Shares crash as Mainstay back pain device fails clinical trial
Company insists other data support case for its implanted electrical stimulation device
Shares in Mainstay Medical, the Irish medical device company targeting chronic back pain, crashed to record lows after a key clinical trial failed.
Mainstay has spent several years developing an implantable spinal neuromodulator – a device that works by stimulating muscles supporting the lower back with electrical impulses.
The Reactiv8-B trial was designed to demonstrate how patients receiving the treatment fared compared to a control group.
After the 120-day study, 56 per cent of the patients receiving therapy indicated a 30 per cent reduction in chronic lower back pain. However, this was not statistically significant, given that 47 per cent of the control group reported similar improvement.

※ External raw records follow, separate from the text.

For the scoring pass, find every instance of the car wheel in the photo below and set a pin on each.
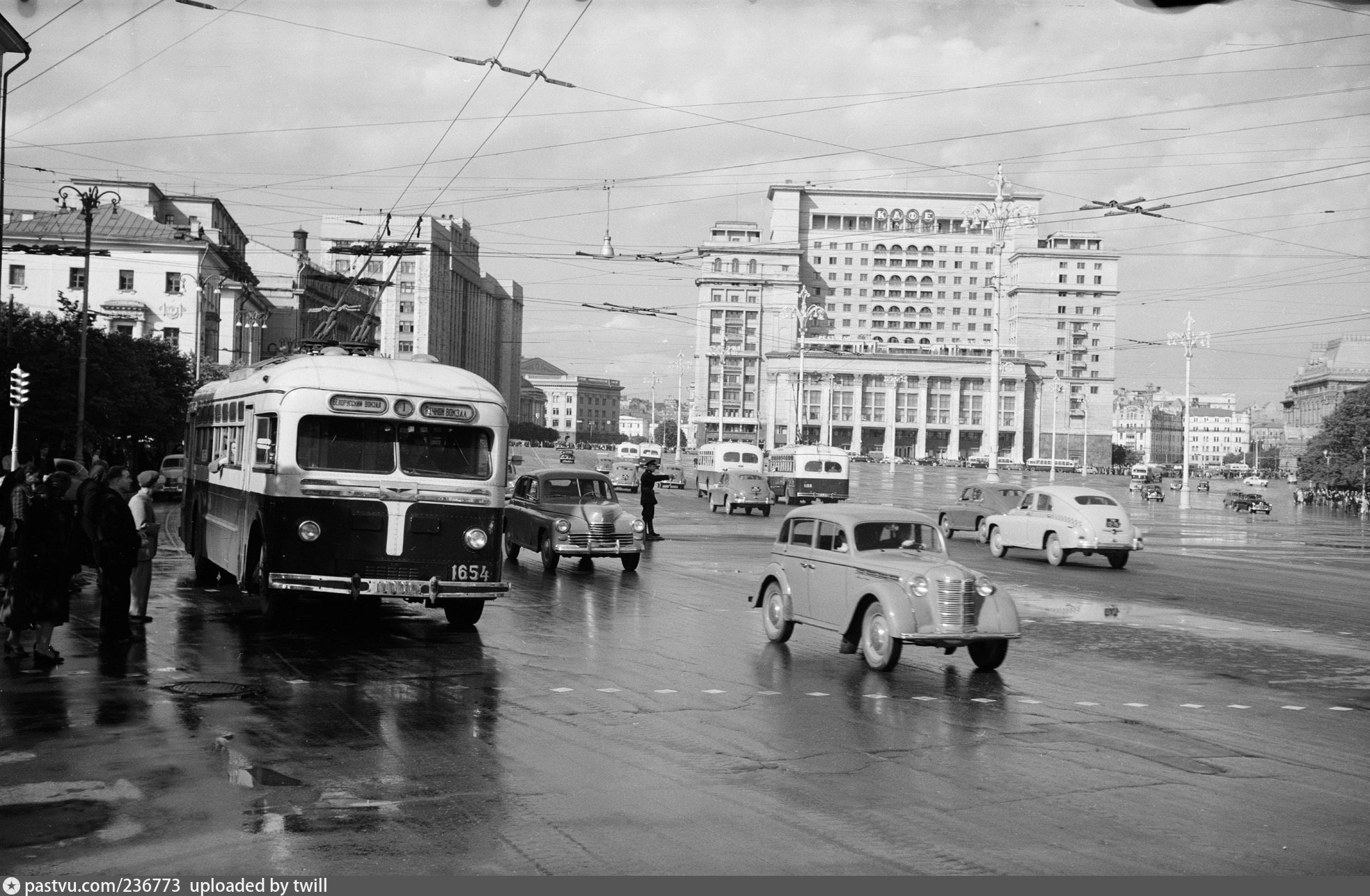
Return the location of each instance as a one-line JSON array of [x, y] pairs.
[[773, 615], [880, 648], [550, 556], [465, 614], [1055, 554], [996, 543], [988, 655]]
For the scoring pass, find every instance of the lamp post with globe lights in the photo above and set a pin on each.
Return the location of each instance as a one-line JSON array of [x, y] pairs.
[[1188, 339], [999, 215]]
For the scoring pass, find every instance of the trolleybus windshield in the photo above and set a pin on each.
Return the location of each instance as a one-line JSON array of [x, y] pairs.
[[379, 447]]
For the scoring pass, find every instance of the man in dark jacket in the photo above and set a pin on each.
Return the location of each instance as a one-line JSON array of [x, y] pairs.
[[109, 524], [647, 481]]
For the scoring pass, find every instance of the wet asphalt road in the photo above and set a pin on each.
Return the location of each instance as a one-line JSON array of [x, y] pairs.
[[1202, 712]]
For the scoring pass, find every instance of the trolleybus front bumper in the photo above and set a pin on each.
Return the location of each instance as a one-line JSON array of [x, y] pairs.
[[430, 594]]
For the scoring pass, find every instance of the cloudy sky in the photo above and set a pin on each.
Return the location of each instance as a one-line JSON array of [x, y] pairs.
[[1248, 118]]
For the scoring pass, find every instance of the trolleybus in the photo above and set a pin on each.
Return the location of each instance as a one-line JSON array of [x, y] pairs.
[[716, 458], [801, 474], [352, 478]]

Shares plunged 45 per cent as the company published topline results from the trial and were at €8.40 in the late afternoon trading. The previous low for the company was €12.90.
Despite its failure to meet its primary goal, the lead investigator in the clinical trial said how he was encouraged by the results.
“The totality of this data is encouraging for this large group of patients with limited treatment alternatives,” said Dr Chris Gilligan, chief of the division of pain medicine, at the Department of Anesthesiology, Perioperative and Pain Medicine, Brigham & Women’s Hospital in Boston.
“The data on the patients that have completed one year of therapy are important, particularly because these patients have not experienced meaningful pain relief from existing treatment options,” said Dr Gilligan, who is also assistant professor of anaesthesia at Harvard Medical School.
Sixty per cent of patients have experienced a reduction in pain of 50 per cent or more one year after starting treatment. That, said Dr Gilligan, “surpasses what many implanting physicians expect from implantable neurostimulation devices”.
It also said that 44 per cent of the 50 patients who had completed the one-year assessment and had been on opioids pain relief before the trial started, had voluntarily eliminated or significantly reduced their use of opioids
The company said it intended to push to expand commercialisation of the device under its current European approval.
It also signalled its intention to pursue market approval in the key US market.
“In summary, we believe the evidence of effectiveness and the favourable safety profile of ReActiv8 show considerable promise, particularly when compared to the response rates and safety profiles of alternative treatments,” said chief executive Jason Hannon. “We believe that the totality of the data will support the submission of a PMA [pre-market approval] application for ReActiv8 to the FDA.
“We plan to seek a pre-PMA meeting with the FDA in the coming months to obtain guidance on our filing content and strategy.”